A syncopal episode, or “syncope,” is a transient and complete loss of consciousness and postural muscle tone caused by temporary hypoperfusion of the brain. Syncope can be caused by many underlying triggers, but the defining characteristic of the condition is that it spontaneously resolves without need for intervention and leaves no long-term effects. It’s commonly referred to as “fainting” and is a common complaint of persons requesting an EMS response.
Although many causes of syncope are benign, others carry significant risks for morbidity and mortality, and it’s important for caregivers not to discount any possible causes.
A thorough history and physical exam must be performed in order to zero in on the underlying cause. EMS providers have a unique opportunity to influence the care of patients suffering from syncope because they’re usually the providers summoned to the patient’s side when the condition is most acute. Therefore, EMS providers have the opportunity to observe the patient’s initial presentation as well as the environmental and other situational factors around the patient during their episode. This information can prove invaluable to the patient’s ultimate diagnosis and definitive care.1
Although syncope can be caused by many underlying conditions, in this case it was cardiac in origin, which highlights the importance of initiating ECG monitoring early in the patient’s care. This can help catch any arrhythmogenic causes of the event, which can help cardiologists identify and definitively treat the patient’s underlying arrhythmia.2 This patient was ultimately diagnosed as suffering from Stokes-Adams syndrome—a condition where the heart’s sinus node is transiently blocked, causing long sinus pauses and periods of asystole.
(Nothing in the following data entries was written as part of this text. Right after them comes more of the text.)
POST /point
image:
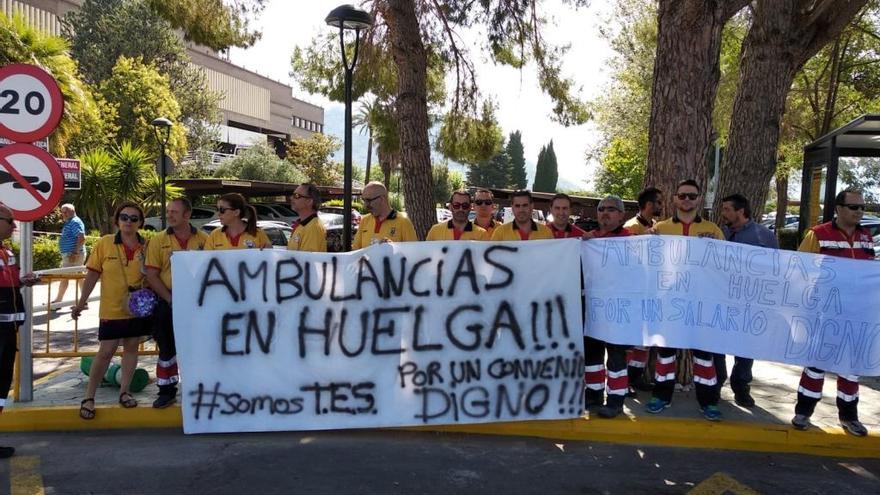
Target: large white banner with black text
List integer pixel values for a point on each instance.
(797, 308)
(393, 335)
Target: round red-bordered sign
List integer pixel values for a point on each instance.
(31, 103)
(31, 182)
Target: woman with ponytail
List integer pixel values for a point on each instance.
(239, 220)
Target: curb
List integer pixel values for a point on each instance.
(669, 432)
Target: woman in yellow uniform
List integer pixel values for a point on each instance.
(239, 231)
(117, 260)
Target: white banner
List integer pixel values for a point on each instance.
(393, 335)
(774, 305)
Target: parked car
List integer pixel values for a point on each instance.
(278, 232)
(275, 212)
(200, 216)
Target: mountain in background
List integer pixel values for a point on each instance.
(334, 125)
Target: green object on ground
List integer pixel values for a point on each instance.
(139, 380)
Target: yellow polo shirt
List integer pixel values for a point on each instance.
(109, 258)
(445, 231)
(636, 227)
(698, 228)
(164, 244)
(308, 235)
(509, 232)
(219, 240)
(395, 228)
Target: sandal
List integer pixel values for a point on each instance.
(127, 401)
(85, 412)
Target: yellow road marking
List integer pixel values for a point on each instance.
(721, 484)
(24, 476)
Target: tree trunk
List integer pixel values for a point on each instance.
(412, 111)
(783, 36)
(369, 156)
(683, 94)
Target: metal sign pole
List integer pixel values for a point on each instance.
(26, 360)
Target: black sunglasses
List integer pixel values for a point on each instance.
(129, 218)
(853, 207)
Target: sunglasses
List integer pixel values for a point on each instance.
(129, 218)
(853, 207)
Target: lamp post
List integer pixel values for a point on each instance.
(162, 129)
(347, 17)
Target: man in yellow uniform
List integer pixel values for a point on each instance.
(484, 206)
(687, 221)
(383, 223)
(308, 232)
(523, 227)
(650, 209)
(459, 228)
(179, 236)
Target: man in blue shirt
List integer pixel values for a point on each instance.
(71, 244)
(737, 225)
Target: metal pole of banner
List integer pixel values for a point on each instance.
(26, 360)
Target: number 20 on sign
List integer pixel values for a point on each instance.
(31, 103)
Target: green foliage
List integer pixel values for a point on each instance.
(101, 31)
(517, 178)
(547, 171)
(140, 94)
(86, 121)
(212, 23)
(311, 156)
(623, 170)
(260, 162)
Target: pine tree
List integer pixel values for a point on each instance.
(517, 177)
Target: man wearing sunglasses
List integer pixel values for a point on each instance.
(686, 221)
(12, 311)
(383, 223)
(845, 238)
(560, 207)
(614, 372)
(459, 228)
(484, 206)
(523, 227)
(308, 231)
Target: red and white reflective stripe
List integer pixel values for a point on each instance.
(637, 357)
(594, 377)
(617, 382)
(848, 387)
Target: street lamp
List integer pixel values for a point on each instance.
(347, 17)
(162, 128)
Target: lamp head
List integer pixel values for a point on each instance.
(349, 17)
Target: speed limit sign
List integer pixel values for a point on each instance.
(30, 103)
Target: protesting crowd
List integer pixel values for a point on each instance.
(126, 264)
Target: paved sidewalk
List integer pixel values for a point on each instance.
(60, 384)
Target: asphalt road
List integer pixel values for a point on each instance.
(167, 462)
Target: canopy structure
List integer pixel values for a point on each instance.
(856, 139)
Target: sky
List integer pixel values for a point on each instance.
(521, 105)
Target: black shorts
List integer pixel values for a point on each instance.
(123, 329)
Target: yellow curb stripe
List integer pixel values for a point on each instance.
(672, 432)
(24, 476)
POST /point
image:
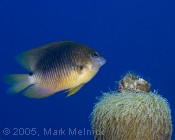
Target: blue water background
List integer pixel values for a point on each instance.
(137, 35)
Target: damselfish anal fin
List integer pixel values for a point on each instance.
(35, 91)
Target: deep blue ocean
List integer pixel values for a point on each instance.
(137, 35)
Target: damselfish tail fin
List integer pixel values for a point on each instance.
(19, 82)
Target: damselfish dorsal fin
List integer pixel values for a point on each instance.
(30, 58)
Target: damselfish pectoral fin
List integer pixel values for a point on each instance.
(73, 90)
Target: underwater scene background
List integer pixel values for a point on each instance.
(136, 36)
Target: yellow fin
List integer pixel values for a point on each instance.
(73, 90)
(80, 69)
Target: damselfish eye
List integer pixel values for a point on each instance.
(95, 55)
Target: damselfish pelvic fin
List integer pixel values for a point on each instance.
(18, 81)
(73, 90)
(35, 91)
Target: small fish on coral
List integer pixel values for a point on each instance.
(133, 113)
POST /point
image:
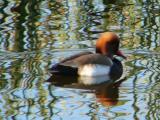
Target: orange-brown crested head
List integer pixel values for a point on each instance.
(108, 44)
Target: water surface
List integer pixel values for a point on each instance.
(36, 34)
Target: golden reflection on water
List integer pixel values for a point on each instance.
(36, 34)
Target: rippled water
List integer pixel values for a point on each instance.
(36, 34)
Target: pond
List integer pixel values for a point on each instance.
(36, 34)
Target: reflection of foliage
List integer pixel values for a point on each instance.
(39, 25)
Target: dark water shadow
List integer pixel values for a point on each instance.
(106, 93)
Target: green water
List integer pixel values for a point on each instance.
(35, 34)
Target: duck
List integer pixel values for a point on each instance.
(94, 67)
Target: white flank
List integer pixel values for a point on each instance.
(91, 74)
(88, 80)
(91, 70)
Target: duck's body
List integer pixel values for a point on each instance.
(88, 64)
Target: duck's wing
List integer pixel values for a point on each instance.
(70, 65)
(65, 66)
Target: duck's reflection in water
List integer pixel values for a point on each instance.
(107, 93)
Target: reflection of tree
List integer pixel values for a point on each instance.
(145, 80)
(64, 24)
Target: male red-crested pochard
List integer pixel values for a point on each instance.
(94, 68)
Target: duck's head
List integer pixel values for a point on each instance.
(108, 44)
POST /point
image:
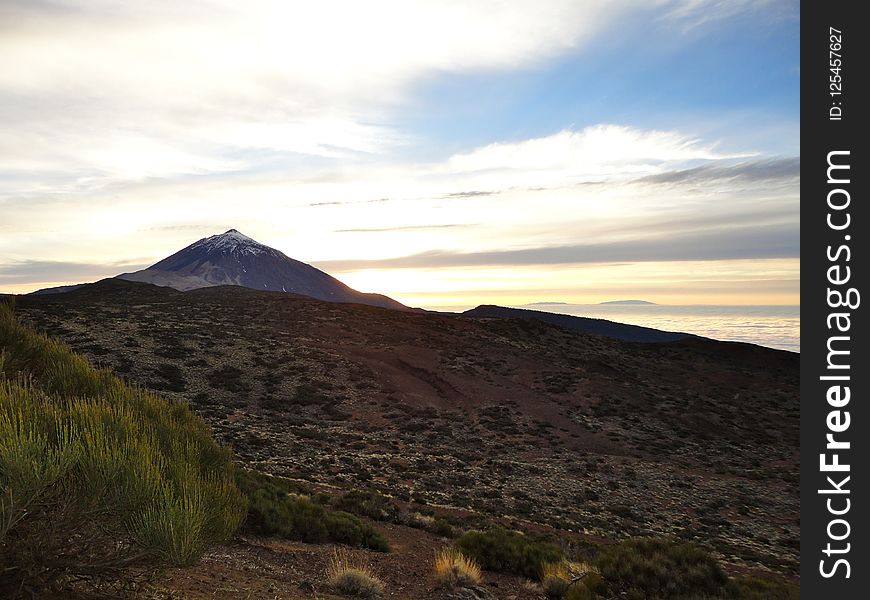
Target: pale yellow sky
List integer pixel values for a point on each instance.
(437, 152)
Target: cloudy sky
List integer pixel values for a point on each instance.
(441, 152)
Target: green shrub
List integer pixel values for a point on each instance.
(277, 508)
(508, 551)
(369, 504)
(96, 476)
(652, 568)
(746, 587)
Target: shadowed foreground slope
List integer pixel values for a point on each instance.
(695, 438)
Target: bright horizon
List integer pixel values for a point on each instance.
(440, 153)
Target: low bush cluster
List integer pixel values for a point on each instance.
(653, 568)
(95, 476)
(508, 551)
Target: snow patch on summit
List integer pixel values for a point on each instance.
(232, 241)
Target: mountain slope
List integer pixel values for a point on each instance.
(233, 258)
(620, 331)
(696, 438)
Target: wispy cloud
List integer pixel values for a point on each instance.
(404, 228)
(50, 271)
(745, 243)
(753, 171)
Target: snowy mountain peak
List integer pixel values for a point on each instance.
(232, 258)
(231, 240)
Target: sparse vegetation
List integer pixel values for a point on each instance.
(351, 577)
(660, 568)
(453, 569)
(278, 508)
(97, 477)
(562, 580)
(508, 551)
Persons suffering from Stokes-Adams syndrome will have Stokes-Adams attacks similar to the case described above where an ECG monitor will show asystole or even v fib for periods of up to 30 seconds. Since the sinoatrial node block is transient with Stokes-Adams, the arrhythmia usually terminates on its own and a normal sinus rhythm is restored.
Patients with Stokes-Adams syndrome almost always require the implantation of a pacemaker and, once treated, have excellent prognoses. However, if untreated, the one-year mortality for Stokes-Adams syndrome can be quite high.2
While the term “Stokes-Adams attack” is falling out of favor as more underlying pathologies are identified, classical Stokes-Adams attacks exist and can be identified by their presentation on an ECG. Occasionally, a 12-lead ECG will show a bizarre “giant T-wave inversion” that’s poorly explained.
Although definitive treatment for Stokes-Adams syndrome and syncope caused by other forms of sinus nodal dysfunction and sick sinus syndrome is an implanted pacemaker, temporizing treatments include transcutaneous external pacing using an external pacemaker set to a demand mode, as well as pharmacological intervention for rate support. Usually, however, the attacks are self-limiting and don’t require field treatment unless symptoms don’t resolve on their own.
Carefully evaluate and continuously monitor all patients who’ve experienced syncope in the field. The information gathered and treatments provided by all levels of EMS providers can have a profound impact upon these patients’ ultimate recovery.
1. Lemonick DM. Evaluation of syncope in the emergency department. Am J Clin Med. 2010;7(1):11–19.
2. Gauer RL. Evaluation of syncope. Am Fam Physician. 2011;84(6):640–650.
- Baumrind D. (Aug. 6, 2011.) 89 year-old female CC: “Sick.” EMS 12-lead. Retrieved July 15, 2011, from www.
- GP Notebook. (n.d.) Stokes-Adams attack. Retrieved July 15, 2014, from www.gpnotebook.co.uk/simplepage.cfm?ID=1241907203.
- Harbison J, Newton JL, Seifer C, et al. Stokes Adams attacks and cardiovascular syncope. Lancet. 2002; 359(9301):158–160.